I'm a new member on here. Just posting a pic of my end table layout. Enjoying reading all the post on here. Lots of info on here. 👍👍


----------



## Magic (Jan 28, 2014)

Very nice indeed, great workmanship in Z scale
I have trouble in HO Z would be beyond my abilities.

Magic


----------



## Vendetta_75 (Jan 15, 2017)

Magic

Thank you Magic, my grandfather had Tallent. Something that wasn't handed down to me unfortunately. I didn't know him to well. But he made these for my mom and dad and they passed them down. I'm very lucky to have these tables he built. I also posted one he did in N Scale. 24 years ago. I'm hooked so I'm gonna try my luck real soon.

Kenny


----------



## Bwells (Mar 30, 2014)

What are the measurements of the table? Your grandfather did a great job!


----------



## Vendetta_75 (Jan 15, 2017)

B Wells

Measurements are 22" wide x 17" deep and 24" tall. And while I was taking these pics I noticed that loco in there, I don't recall doing that. Looks like my great nieces and nephews got in here. Expensive mistake.
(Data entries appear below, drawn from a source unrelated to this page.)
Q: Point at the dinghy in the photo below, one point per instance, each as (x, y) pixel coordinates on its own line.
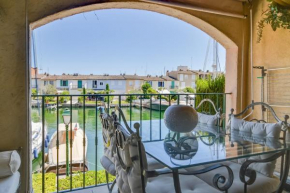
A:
(79, 151)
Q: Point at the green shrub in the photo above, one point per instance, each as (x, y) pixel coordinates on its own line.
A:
(64, 183)
(50, 182)
(188, 89)
(210, 85)
(64, 98)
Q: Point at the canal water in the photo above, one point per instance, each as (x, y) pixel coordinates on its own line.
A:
(150, 130)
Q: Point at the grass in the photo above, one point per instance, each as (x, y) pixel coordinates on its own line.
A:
(64, 183)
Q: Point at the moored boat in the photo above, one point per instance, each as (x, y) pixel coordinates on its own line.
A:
(78, 152)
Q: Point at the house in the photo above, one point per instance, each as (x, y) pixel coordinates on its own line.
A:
(75, 82)
(184, 76)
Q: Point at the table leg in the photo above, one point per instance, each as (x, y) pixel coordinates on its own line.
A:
(285, 172)
(176, 181)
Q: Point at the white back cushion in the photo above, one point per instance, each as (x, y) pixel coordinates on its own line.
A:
(256, 129)
(129, 178)
(266, 131)
(207, 119)
(9, 163)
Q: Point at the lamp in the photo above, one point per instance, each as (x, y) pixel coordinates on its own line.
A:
(66, 120)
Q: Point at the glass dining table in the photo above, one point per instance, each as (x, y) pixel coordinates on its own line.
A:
(210, 147)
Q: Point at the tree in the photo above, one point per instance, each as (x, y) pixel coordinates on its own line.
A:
(64, 98)
(211, 85)
(33, 92)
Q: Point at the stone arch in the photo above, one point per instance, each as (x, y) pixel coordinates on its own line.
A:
(225, 41)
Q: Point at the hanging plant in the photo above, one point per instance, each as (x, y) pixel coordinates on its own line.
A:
(277, 15)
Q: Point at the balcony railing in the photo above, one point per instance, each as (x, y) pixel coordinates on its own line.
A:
(86, 171)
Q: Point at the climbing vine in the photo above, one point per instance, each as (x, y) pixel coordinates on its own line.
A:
(278, 16)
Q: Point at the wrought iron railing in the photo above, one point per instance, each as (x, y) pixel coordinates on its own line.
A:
(147, 109)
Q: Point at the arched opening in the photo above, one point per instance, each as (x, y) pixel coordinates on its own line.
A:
(226, 42)
(229, 45)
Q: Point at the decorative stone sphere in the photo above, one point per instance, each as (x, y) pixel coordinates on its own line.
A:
(180, 118)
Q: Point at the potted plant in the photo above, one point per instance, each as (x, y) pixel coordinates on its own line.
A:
(277, 15)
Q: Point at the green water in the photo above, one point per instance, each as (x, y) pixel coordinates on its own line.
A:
(92, 129)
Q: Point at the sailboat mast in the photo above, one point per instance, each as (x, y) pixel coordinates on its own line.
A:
(214, 64)
(36, 70)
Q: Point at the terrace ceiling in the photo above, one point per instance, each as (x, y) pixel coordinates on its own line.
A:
(231, 6)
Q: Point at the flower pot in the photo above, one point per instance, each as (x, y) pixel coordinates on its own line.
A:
(180, 118)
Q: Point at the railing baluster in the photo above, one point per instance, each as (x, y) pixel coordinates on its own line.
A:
(131, 111)
(140, 116)
(84, 141)
(160, 117)
(71, 122)
(150, 117)
(43, 144)
(96, 144)
(224, 109)
(108, 101)
(57, 144)
(120, 105)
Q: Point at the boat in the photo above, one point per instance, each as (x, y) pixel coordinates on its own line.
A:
(37, 139)
(79, 151)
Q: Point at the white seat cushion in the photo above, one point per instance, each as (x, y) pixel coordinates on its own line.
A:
(108, 165)
(263, 184)
(256, 129)
(207, 119)
(188, 184)
(10, 184)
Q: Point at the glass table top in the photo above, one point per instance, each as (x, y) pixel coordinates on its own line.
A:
(207, 145)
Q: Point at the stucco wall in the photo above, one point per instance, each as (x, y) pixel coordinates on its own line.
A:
(272, 52)
(14, 68)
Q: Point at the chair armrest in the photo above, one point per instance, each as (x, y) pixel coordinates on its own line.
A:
(217, 178)
(155, 173)
(251, 174)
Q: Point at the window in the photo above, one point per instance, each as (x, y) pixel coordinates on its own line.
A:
(181, 77)
(160, 84)
(193, 84)
(150, 82)
(80, 84)
(63, 83)
(95, 84)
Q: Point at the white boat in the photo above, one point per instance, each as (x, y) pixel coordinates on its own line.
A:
(79, 151)
(37, 138)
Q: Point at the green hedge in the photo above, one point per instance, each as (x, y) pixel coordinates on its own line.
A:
(64, 182)
(210, 85)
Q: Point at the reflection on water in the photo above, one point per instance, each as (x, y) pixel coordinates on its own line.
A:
(92, 122)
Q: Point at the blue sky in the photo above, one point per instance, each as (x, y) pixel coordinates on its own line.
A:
(118, 41)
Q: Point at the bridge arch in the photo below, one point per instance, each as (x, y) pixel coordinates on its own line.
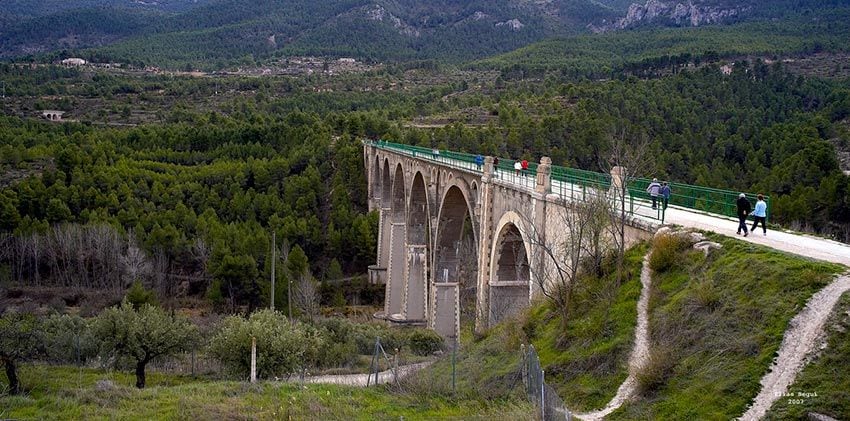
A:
(510, 274)
(416, 287)
(455, 256)
(396, 267)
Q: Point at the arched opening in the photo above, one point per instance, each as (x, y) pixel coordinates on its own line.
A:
(456, 269)
(397, 251)
(417, 252)
(509, 284)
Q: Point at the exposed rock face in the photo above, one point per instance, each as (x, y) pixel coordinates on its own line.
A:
(378, 13)
(675, 13)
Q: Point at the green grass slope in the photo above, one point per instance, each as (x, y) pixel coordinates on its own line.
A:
(66, 393)
(716, 323)
(824, 385)
(586, 361)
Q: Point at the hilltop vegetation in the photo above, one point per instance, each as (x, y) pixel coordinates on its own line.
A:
(224, 33)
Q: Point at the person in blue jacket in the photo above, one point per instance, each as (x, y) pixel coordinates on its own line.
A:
(666, 192)
(760, 215)
(744, 210)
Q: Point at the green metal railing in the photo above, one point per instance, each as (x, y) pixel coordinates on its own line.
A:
(575, 184)
(704, 199)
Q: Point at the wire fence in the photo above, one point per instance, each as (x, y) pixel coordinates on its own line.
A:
(542, 395)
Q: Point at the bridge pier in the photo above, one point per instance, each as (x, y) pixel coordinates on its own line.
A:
(450, 229)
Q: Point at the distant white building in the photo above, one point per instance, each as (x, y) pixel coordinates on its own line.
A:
(73, 61)
(52, 115)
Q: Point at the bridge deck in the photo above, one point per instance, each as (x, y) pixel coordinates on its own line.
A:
(788, 241)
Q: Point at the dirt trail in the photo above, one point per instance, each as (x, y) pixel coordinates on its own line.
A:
(640, 352)
(361, 380)
(799, 340)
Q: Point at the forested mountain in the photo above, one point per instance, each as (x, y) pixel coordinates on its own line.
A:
(213, 33)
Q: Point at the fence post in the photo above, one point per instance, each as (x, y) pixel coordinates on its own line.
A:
(543, 394)
(253, 359)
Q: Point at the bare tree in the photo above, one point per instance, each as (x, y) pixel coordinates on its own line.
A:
(306, 295)
(202, 251)
(560, 258)
(625, 161)
(135, 262)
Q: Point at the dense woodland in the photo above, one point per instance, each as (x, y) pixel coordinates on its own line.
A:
(185, 202)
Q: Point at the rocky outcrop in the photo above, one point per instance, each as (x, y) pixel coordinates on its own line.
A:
(378, 13)
(673, 13)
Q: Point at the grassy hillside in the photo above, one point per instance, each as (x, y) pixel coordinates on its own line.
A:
(586, 361)
(824, 385)
(66, 393)
(716, 323)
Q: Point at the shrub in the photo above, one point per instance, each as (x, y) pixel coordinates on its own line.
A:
(143, 335)
(283, 346)
(69, 339)
(655, 372)
(665, 251)
(424, 342)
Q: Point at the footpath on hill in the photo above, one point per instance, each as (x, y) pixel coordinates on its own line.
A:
(640, 352)
(804, 331)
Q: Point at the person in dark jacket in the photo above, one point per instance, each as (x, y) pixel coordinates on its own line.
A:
(666, 192)
(654, 190)
(743, 210)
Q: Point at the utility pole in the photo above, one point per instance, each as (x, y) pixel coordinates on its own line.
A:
(289, 294)
(274, 247)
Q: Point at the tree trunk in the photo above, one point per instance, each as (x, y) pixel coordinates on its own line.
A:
(140, 374)
(12, 375)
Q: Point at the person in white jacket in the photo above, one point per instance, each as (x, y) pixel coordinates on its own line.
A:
(760, 215)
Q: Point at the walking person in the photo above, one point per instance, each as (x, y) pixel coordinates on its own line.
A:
(666, 192)
(760, 215)
(654, 190)
(743, 210)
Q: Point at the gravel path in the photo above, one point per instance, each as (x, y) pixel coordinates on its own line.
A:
(360, 380)
(799, 340)
(640, 352)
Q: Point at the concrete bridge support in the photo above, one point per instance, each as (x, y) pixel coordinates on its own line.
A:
(457, 240)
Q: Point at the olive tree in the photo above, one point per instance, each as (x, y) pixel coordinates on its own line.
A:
(283, 346)
(21, 339)
(143, 335)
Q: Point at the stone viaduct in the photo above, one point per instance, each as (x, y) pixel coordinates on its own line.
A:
(454, 235)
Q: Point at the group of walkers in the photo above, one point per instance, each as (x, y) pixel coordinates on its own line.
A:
(759, 214)
(661, 191)
(520, 167)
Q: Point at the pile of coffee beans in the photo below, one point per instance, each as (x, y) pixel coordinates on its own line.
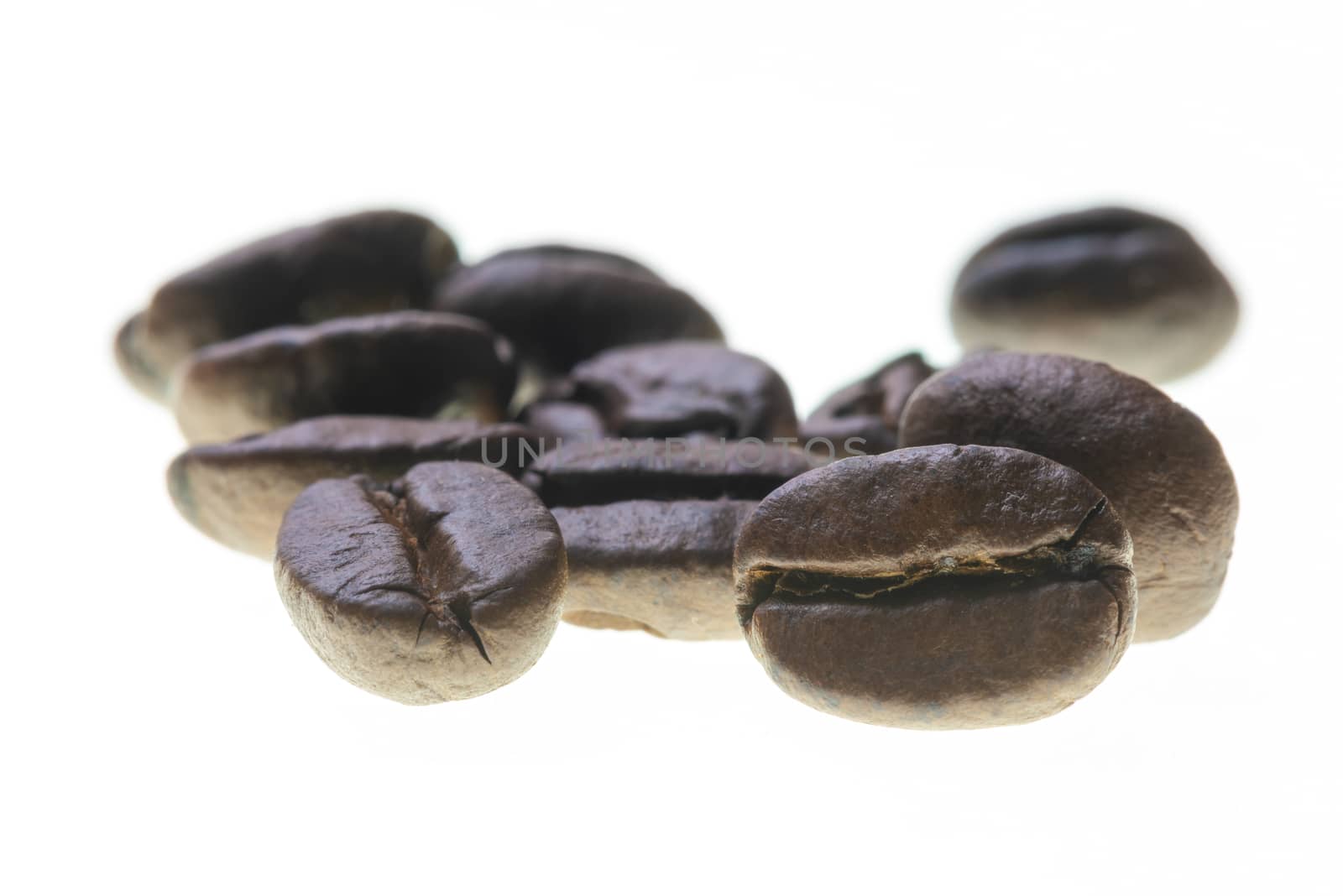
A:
(447, 459)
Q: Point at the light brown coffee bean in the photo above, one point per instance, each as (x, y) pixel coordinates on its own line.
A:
(441, 586)
(409, 364)
(238, 491)
(364, 263)
(1154, 459)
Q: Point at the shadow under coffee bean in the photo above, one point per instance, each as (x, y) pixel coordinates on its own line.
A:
(1107, 284)
(1154, 459)
(443, 585)
(668, 389)
(937, 588)
(238, 491)
(651, 529)
(366, 263)
(411, 364)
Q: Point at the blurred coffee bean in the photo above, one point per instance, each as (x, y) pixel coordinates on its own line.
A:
(1107, 284)
(1157, 461)
(863, 418)
(441, 586)
(362, 263)
(410, 364)
(937, 588)
(671, 389)
(561, 305)
(238, 491)
(651, 528)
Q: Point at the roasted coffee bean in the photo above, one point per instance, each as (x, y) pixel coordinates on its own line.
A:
(937, 588)
(409, 364)
(861, 419)
(561, 305)
(1108, 284)
(238, 491)
(355, 264)
(440, 586)
(1152, 457)
(671, 389)
(651, 526)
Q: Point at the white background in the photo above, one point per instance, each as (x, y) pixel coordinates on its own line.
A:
(816, 174)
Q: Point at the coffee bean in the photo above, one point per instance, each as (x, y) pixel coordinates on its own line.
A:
(1108, 284)
(441, 586)
(861, 419)
(561, 305)
(651, 526)
(353, 264)
(937, 588)
(1155, 461)
(237, 491)
(410, 364)
(671, 389)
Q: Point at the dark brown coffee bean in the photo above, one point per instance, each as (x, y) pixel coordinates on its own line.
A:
(861, 419)
(561, 305)
(355, 264)
(409, 364)
(1108, 284)
(675, 389)
(651, 526)
(563, 420)
(441, 586)
(238, 491)
(937, 588)
(1155, 461)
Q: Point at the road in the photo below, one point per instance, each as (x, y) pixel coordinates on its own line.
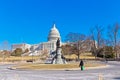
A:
(110, 73)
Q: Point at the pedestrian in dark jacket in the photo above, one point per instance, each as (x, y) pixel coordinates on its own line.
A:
(81, 65)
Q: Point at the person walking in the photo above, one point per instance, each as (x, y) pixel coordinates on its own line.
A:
(81, 65)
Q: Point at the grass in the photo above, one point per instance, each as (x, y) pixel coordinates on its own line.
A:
(54, 66)
(13, 58)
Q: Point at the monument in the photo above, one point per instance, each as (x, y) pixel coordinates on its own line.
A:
(58, 58)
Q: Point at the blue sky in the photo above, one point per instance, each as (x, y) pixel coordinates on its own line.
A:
(29, 21)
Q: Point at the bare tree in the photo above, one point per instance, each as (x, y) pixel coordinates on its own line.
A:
(96, 36)
(78, 40)
(113, 35)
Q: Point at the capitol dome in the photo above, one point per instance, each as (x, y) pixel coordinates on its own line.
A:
(53, 34)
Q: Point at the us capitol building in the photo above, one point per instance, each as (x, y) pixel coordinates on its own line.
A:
(37, 49)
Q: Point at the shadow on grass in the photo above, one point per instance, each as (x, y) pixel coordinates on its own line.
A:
(117, 78)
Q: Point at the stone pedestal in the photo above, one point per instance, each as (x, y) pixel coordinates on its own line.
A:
(58, 57)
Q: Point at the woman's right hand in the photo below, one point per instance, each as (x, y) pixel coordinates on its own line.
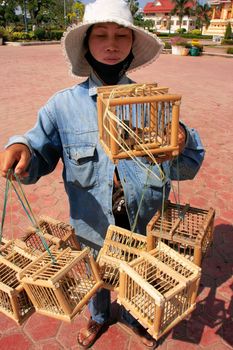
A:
(16, 156)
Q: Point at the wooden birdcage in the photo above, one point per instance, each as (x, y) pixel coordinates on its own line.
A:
(60, 284)
(59, 229)
(14, 301)
(119, 245)
(186, 229)
(39, 241)
(138, 119)
(17, 253)
(51, 232)
(159, 289)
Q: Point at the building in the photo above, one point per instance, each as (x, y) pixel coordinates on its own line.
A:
(159, 11)
(222, 13)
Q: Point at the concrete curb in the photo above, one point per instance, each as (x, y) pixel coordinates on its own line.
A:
(31, 43)
(205, 53)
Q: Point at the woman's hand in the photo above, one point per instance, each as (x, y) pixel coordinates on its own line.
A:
(16, 156)
(181, 138)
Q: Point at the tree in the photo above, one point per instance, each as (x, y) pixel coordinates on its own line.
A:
(134, 6)
(203, 14)
(77, 12)
(7, 12)
(182, 8)
(228, 32)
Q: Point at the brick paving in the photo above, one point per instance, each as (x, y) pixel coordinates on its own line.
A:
(29, 76)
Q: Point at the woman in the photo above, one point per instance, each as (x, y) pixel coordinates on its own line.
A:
(104, 47)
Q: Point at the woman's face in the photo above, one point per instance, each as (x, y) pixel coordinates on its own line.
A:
(110, 43)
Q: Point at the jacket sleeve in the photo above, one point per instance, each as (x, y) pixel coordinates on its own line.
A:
(45, 146)
(187, 164)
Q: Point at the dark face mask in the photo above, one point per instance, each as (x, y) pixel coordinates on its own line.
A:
(109, 74)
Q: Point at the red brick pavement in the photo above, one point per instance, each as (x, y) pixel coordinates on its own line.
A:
(29, 76)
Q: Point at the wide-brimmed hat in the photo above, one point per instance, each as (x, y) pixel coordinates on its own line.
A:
(146, 46)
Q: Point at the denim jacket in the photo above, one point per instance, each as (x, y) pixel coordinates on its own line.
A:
(67, 129)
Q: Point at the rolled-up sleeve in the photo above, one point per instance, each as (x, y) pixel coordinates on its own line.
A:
(44, 144)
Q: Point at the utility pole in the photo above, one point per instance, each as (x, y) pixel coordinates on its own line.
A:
(65, 12)
(25, 15)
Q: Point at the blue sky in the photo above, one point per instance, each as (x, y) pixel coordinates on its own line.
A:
(141, 2)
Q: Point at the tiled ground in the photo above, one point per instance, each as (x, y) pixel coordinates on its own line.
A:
(29, 76)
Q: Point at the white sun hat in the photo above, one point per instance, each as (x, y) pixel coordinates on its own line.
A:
(146, 46)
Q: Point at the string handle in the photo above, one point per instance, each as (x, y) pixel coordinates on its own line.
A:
(26, 206)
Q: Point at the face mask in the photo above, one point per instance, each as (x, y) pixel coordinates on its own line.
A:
(109, 74)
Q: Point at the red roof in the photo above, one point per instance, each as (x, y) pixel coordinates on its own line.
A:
(160, 6)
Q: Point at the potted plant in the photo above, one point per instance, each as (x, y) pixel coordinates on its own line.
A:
(196, 48)
(180, 46)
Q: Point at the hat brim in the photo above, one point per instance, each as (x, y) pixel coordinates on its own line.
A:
(146, 47)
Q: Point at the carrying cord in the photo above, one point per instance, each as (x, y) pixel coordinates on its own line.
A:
(26, 206)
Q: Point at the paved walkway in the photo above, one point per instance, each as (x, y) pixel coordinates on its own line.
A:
(29, 76)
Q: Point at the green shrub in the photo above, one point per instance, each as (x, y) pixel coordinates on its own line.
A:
(228, 32)
(167, 45)
(56, 34)
(40, 34)
(181, 30)
(227, 42)
(195, 32)
(20, 36)
(3, 34)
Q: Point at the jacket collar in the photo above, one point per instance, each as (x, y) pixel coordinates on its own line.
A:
(94, 83)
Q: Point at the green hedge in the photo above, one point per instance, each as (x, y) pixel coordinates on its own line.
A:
(185, 35)
(227, 42)
(39, 34)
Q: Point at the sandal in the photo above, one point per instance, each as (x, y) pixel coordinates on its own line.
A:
(87, 336)
(145, 337)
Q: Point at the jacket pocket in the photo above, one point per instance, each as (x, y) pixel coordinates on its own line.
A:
(81, 165)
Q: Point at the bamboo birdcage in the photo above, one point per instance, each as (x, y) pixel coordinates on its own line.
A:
(159, 289)
(119, 245)
(60, 287)
(53, 232)
(136, 120)
(186, 229)
(14, 301)
(59, 229)
(17, 253)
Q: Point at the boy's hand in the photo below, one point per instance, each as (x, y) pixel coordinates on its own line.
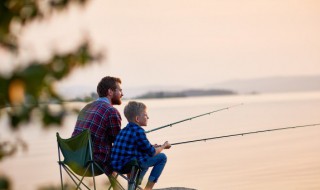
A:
(166, 145)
Thank you, I'm lucky to have these tables he made. Sorry for pics being upside down and around, hadn't figured out how to correct it yet.


----------



## ModelWarships (Mar 11, 2013)

Very nice, easy access too!


----------



## Vendetta_75 (Jan 15, 2017)

ModelWarships said:


> Very nice, easy access too!


​Thank you


----------



## Tony35 (Mar 18, 2016)

WOW! very well done Z scale 
Is that a pic of an over worked loco or a short the melted her down?


----------



## Spence (Oct 15, 2015)

Very neat looking layout. :thumbsup:


----------



## ecarfar (Apr 27, 2017)

Very nice indeed! Good workmanship on that table. I'm thinking of building an end or coffee table layout in Z Scale. Just wondering what the proper glass to use...I think that's the important part.


----------



## DER5997 (Apr 27, 2017)

Vendetta 75: Beauty of a layout! I like the way the water works right through the scene. New to Z myself (and new here too) Are you OK with photo-editing, or would you appreciate a hand? PM me (I assume this Forum allows PMs) if you do. Tough discovery that fried loco. I'm off to start a thread about Marlin Z track power. Cheers.


----------



## darticus (Sep 23, 2010)

Vendetta_75 said:


> B Wells
> 
> Measurements are 22" wide x 17" deep and 24" tall. And while I was taking these pics I noticed that loco in there, I don't recall doing that. Looks like my great nieces and nephews got in here. Expensive mistake. Thank you, I'm lucky to have these tables he made. Sorry for pics being upside down and around, hadn't figured out how to correct it yet.


Where can I get a table like that. Looks nice! Thanks Ron


----------